Two unmistakable symbols, the King of Favignana and the Queen of Lisbon. The red fin tuna that crosses the Mediterranean waters and the sardinha that ups the river Tagus to the Atlantic Ocean. Two canned fish with very different flavors, but unique in their being, on the table and for the city.

A song still resounds in the ex Florio factory. Among the abandoned muciare (the boats used for the mattanza) and the nets used for fishing, the cialoma (a song the fishermen sang during the mattanza) continues to tell the story of Favignana. A deep-rooted tradition that still lives in this land. From the tonnara the tonnaroti, the tuna fishermen, came out and, swayed by the waves of the sea, they sang an Arabic music invoking God, a Matri ri Diu (the Mother of God) and the Saints to ensure a rich fishing. A song of death. Or perhaps of joy. It is the song of the mattanza, a propitiatory rite that has as its protagonist the King Tuna.

But moving further west, the king gives way to an elegant queen with a long and sinuous body. For the city of Lisbon, there are countless shops that tell her story and they have made the sardine their business. O Mundo Fantastico da Sardinha Portuguesa, it is an example. Carousels of little boxes, shelves dating from 1916 to the present day, endless shades of color that distinguish every year and that give the shop a unique and funny look, almost like a lunapark.


The royals are mainly intended for gourmets. Tuna can be enjoyed with busiate or in pani cunzatu (seasoned bread); the sardine can be enjoyed assada (grilled). The king, the red color of the tomato sautéed in garlic, the crunchiness of the breadcrumbs, Sicilian "crumbs", and the sprinkling of pistachio grains combine perfectly with the twisted shape of the typical Trapani pasta. Then the bread, a drizzle of oil, two dried tomatoes and the extra-fine taste of the tuna roe. This is absolutely the aperitif made in Favignana.

It is the song of the mattanza, a propitiatory rite that has as its protagonist the King Tuna.

The sardine is strictly to eat with your hands. The bon ton of Lisbon says so. You do not have to cut the Queen with a fork and a knife, but you have to peel and bite her, getting your fingers dirty.

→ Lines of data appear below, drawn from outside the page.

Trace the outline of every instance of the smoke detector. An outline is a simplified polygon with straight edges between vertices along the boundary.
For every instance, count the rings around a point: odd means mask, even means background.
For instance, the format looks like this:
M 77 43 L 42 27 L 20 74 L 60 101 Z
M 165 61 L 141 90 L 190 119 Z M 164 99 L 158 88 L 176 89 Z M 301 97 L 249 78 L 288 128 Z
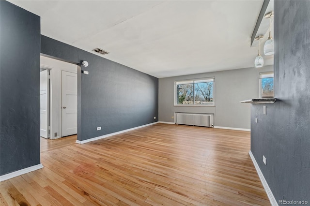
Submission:
M 103 55 L 104 55 L 105 54 L 108 54 L 108 52 L 105 51 L 103 49 L 99 49 L 99 48 L 96 48 L 95 49 L 93 49 L 93 51 L 95 52 L 97 52 L 98 53 L 102 54 Z

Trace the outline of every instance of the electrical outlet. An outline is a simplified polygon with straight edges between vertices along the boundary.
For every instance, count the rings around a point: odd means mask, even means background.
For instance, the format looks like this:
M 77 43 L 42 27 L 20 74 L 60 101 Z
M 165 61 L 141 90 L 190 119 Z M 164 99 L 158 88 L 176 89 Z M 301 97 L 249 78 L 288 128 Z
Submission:
M 265 164 L 265 165 L 266 165 L 266 161 L 267 160 L 266 160 L 266 158 L 263 155 L 263 162 L 264 162 L 264 163 Z

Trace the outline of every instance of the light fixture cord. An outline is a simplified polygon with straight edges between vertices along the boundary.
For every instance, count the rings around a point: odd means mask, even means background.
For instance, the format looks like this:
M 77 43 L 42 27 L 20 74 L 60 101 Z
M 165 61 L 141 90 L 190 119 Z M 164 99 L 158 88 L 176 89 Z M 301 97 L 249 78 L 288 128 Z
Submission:
M 261 46 L 260 46 L 260 40 L 261 40 L 261 38 L 259 38 L 259 37 L 258 37 L 258 55 L 259 55 L 259 56 L 261 56 L 261 54 L 260 54 L 260 47 L 261 47 Z
M 269 16 L 269 39 L 271 39 L 271 16 Z

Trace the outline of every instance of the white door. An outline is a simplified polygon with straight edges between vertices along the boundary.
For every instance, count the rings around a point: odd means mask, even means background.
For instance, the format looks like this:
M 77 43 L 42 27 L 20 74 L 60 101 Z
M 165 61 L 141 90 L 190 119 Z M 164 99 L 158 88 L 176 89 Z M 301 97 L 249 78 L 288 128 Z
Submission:
M 62 136 L 78 133 L 78 77 L 62 71 Z
M 40 73 L 40 135 L 48 138 L 48 70 Z

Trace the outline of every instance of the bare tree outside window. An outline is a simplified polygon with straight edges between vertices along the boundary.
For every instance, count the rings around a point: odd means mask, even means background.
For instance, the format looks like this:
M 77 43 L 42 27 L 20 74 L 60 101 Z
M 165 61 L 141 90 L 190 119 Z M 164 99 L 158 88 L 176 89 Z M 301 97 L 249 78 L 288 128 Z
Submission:
M 210 104 L 213 102 L 213 81 L 177 84 L 177 104 Z M 188 81 L 186 81 L 187 83 Z

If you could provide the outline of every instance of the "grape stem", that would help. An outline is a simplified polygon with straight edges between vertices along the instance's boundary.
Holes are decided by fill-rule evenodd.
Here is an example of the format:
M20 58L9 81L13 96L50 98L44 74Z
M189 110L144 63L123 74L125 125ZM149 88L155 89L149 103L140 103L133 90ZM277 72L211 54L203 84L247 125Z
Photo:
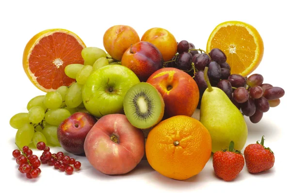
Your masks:
M209 81L209 78L208 78L208 76L207 75L207 72L208 72L208 67L206 66L204 69L204 79L206 81L206 84L207 84L207 86L208 87L208 91L211 92L213 90L212 87L211 86L211 84L210 84L210 81Z

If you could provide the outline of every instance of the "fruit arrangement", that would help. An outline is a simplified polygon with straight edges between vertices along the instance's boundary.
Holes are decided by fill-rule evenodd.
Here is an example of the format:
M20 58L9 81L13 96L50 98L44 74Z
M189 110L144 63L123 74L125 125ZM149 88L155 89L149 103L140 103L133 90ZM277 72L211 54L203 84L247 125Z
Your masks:
M162 175L186 179L203 169L211 153L215 173L226 181L234 180L245 162L250 173L273 167L264 136L245 147L245 116L259 122L285 94L251 74L263 54L253 26L218 25L206 51L159 28L140 38L132 27L116 25L103 42L104 50L86 47L73 32L51 29L25 47L24 71L44 92L10 120L19 149L13 156L28 178L40 174L41 164L68 174L80 169L79 162L52 154L46 144L85 155L110 175L128 173L146 158ZM198 119L192 117L196 109ZM43 151L39 159L33 148Z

Different dishes and inimitable kitchens. But if the table seems to be the only appropriate place for these two sovereigns, it is not true.

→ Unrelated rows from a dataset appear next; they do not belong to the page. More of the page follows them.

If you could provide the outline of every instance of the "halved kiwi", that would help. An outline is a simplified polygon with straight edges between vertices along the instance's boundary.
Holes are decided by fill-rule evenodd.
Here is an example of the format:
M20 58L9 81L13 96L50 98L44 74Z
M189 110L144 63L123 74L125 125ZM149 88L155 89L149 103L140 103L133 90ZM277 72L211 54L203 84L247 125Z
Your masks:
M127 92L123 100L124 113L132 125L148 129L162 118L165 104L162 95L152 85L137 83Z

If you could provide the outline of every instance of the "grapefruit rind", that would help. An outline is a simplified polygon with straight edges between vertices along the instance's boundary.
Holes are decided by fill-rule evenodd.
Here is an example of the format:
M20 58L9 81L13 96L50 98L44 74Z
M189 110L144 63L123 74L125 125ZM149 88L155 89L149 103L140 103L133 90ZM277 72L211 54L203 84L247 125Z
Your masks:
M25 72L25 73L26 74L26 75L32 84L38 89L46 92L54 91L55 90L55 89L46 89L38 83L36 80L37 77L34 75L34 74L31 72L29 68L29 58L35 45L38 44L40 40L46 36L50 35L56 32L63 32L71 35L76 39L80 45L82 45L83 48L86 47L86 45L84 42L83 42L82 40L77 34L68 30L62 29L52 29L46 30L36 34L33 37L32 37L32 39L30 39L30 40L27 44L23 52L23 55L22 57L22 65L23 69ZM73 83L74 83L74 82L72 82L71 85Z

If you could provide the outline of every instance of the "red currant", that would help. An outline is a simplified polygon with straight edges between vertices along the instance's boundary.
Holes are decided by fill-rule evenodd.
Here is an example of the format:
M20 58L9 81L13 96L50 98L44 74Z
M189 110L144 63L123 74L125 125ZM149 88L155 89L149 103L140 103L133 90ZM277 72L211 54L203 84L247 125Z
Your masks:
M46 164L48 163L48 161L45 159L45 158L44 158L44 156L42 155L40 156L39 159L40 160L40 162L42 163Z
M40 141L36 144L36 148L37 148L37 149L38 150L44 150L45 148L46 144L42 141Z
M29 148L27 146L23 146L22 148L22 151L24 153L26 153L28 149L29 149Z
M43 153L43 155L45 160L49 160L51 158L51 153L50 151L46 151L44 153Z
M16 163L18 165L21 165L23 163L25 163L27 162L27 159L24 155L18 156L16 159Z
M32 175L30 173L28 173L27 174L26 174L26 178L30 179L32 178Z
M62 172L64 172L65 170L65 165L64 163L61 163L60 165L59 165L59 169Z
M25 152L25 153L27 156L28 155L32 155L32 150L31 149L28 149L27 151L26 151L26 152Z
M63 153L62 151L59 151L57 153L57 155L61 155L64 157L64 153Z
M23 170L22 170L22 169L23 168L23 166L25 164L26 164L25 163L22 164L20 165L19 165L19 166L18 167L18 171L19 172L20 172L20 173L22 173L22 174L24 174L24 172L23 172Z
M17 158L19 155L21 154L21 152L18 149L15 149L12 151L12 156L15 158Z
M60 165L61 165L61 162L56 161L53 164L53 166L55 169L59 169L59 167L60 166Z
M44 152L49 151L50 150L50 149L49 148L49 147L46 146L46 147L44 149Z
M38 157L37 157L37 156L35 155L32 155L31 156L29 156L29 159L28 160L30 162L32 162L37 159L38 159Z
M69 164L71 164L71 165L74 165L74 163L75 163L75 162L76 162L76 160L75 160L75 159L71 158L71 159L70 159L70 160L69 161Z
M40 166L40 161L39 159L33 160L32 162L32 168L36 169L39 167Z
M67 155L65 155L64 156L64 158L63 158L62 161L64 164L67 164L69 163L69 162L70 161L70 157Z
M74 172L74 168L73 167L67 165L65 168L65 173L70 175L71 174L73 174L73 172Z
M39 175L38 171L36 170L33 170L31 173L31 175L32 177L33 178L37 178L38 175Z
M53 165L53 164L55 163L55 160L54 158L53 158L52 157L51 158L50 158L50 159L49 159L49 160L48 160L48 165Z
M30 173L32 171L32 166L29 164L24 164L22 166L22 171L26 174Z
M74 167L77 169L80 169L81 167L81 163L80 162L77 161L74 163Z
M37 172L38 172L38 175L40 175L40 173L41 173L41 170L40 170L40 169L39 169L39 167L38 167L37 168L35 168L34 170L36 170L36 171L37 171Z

Their fame has grown so much over time that they have turned them into real works of art. Paintings, fabric keyrings, photographs by food bloggers and influencers, ceramic statues, collectible boxes and all kinds of souvenirs. The island and the city live on tourism thanks to the wealth of the product they possess.

What could tell the force, the blood and the fight of the slaughter better than a painting? Gianni Mattò, native of Favignana, has in fact spent his talent and love for his land to tell through the images the story of his Majesty "The Tuna" and the effort and commitment of the "heroes" tonnaroti to win the battle against him.

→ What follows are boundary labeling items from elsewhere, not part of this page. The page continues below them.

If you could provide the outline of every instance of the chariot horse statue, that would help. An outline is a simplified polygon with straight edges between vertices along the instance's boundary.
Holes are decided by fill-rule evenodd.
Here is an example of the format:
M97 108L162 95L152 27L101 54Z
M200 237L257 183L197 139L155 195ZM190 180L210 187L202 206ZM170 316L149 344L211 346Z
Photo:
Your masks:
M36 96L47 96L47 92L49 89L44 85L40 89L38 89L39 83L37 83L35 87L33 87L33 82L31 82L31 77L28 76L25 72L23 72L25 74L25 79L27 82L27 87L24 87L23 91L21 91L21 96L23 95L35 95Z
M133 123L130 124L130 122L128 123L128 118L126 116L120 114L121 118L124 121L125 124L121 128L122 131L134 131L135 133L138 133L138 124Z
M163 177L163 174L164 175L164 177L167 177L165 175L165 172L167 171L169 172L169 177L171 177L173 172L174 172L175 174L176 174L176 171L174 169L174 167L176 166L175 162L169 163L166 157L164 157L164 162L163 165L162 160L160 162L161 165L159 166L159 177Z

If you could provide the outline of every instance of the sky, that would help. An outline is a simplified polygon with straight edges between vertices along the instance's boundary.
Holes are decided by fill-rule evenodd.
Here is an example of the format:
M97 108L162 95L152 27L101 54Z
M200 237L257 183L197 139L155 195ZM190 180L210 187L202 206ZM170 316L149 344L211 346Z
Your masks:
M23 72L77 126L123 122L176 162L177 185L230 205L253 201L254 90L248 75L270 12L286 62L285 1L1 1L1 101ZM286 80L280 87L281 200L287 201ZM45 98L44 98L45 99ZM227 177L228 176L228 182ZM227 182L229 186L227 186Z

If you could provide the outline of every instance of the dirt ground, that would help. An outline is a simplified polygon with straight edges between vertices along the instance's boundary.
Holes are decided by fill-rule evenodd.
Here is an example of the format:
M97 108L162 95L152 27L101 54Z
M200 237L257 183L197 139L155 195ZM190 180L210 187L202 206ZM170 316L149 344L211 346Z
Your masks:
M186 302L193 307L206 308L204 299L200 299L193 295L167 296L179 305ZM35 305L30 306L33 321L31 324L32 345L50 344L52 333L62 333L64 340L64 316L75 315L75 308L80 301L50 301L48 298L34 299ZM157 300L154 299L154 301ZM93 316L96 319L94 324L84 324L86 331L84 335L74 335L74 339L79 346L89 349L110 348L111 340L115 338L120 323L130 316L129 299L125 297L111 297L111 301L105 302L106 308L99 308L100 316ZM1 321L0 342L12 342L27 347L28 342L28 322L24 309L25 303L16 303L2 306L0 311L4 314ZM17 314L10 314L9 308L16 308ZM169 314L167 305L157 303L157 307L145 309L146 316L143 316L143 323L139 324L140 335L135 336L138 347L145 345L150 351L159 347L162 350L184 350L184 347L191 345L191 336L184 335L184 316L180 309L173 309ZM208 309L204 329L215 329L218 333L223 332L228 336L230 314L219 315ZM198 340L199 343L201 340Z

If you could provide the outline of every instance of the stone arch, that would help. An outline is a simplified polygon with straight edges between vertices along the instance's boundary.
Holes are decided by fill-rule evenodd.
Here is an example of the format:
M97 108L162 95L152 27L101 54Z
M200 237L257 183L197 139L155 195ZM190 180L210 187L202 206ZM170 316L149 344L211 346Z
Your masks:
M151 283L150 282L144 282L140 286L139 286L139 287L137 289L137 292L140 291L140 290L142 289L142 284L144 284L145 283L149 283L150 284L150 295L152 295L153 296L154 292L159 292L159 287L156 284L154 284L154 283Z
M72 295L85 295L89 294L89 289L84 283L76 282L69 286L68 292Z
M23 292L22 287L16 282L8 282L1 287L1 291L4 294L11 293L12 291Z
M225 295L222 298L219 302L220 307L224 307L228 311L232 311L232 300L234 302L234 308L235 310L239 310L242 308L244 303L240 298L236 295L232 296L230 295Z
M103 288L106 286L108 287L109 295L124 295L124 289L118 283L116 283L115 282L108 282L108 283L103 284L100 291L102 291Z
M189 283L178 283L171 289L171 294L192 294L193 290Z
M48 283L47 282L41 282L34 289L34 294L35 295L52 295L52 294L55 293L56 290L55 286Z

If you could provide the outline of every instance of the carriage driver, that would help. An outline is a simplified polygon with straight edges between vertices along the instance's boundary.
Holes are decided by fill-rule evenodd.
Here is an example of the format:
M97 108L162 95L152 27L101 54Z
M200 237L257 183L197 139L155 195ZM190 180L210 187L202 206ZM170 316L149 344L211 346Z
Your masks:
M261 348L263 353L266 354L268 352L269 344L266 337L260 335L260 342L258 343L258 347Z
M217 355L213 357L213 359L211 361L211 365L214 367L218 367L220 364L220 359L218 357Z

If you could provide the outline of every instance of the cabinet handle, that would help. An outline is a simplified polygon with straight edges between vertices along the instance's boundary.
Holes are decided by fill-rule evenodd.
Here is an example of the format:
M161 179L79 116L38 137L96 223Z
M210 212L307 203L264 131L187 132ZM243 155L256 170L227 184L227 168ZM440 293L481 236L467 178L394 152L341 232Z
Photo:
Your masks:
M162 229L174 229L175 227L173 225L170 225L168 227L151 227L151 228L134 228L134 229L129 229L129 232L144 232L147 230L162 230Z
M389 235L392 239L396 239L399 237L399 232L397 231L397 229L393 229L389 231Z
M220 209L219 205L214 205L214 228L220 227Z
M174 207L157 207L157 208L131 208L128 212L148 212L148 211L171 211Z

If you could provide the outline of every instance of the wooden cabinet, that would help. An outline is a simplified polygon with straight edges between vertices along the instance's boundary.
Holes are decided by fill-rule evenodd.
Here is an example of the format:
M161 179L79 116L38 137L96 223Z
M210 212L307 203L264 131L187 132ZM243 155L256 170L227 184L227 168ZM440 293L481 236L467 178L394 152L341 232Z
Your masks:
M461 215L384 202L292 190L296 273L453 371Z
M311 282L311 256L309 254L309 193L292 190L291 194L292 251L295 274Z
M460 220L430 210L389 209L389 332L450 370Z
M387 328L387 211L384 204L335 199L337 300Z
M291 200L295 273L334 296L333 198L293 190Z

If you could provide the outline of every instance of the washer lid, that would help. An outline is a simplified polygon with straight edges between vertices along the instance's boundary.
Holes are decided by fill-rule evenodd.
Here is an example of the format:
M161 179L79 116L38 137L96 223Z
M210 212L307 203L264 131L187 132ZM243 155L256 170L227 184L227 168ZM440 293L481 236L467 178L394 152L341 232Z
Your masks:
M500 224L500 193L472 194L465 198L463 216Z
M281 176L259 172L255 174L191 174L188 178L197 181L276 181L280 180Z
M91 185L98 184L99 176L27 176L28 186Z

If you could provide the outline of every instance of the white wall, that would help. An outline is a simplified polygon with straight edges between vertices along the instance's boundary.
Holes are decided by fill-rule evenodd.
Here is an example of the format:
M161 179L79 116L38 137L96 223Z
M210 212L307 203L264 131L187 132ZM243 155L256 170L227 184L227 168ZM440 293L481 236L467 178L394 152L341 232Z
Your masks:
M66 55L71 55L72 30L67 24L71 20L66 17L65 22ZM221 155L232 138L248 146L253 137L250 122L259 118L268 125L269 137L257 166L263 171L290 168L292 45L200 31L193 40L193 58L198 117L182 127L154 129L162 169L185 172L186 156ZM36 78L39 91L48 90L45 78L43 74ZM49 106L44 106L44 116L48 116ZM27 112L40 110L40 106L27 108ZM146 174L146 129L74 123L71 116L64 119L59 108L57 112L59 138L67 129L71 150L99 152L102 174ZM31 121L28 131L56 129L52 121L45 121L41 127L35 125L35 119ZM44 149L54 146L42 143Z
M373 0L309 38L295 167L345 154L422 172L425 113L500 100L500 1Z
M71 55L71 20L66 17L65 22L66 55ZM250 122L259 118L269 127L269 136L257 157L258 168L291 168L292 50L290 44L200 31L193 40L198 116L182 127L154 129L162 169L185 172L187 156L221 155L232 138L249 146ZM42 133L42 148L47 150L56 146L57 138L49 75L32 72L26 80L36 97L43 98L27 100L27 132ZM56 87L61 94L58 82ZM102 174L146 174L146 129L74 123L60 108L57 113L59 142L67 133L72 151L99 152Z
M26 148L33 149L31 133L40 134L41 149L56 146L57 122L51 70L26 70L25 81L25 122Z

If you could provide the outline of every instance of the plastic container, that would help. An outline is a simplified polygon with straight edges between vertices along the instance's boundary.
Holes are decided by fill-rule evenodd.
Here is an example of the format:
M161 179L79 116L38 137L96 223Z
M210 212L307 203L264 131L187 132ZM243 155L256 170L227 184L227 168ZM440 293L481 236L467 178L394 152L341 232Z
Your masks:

In Lisbon, on the other hand, the queen is colored with the art on the day of the Lisbon Feasts and on the day of Saint Anthony. The icon of the feast is the sardine and it occupies the grids on the fire, as the undisputed protagonist, she adorns the streets with colorful festoons and becomes a true instrument of art. The municipality of Lisbon, in fact, has been holding a competition for years, called Concurso sardinhas: a content that unleashes the creativity of the participants and commits them to create the most beautiful, artistic, particular and unique sardine.

Tuna and sardine represent two geographically distant realities, but they synthesize the warmth and soul of their kingdoms, managing to bring them closer and closer. It seems that there is a Favignana-Lisbon axis that, through the story of two fishes, often in small cans, manages to combine the table and art in a combination that has now become indissoluble.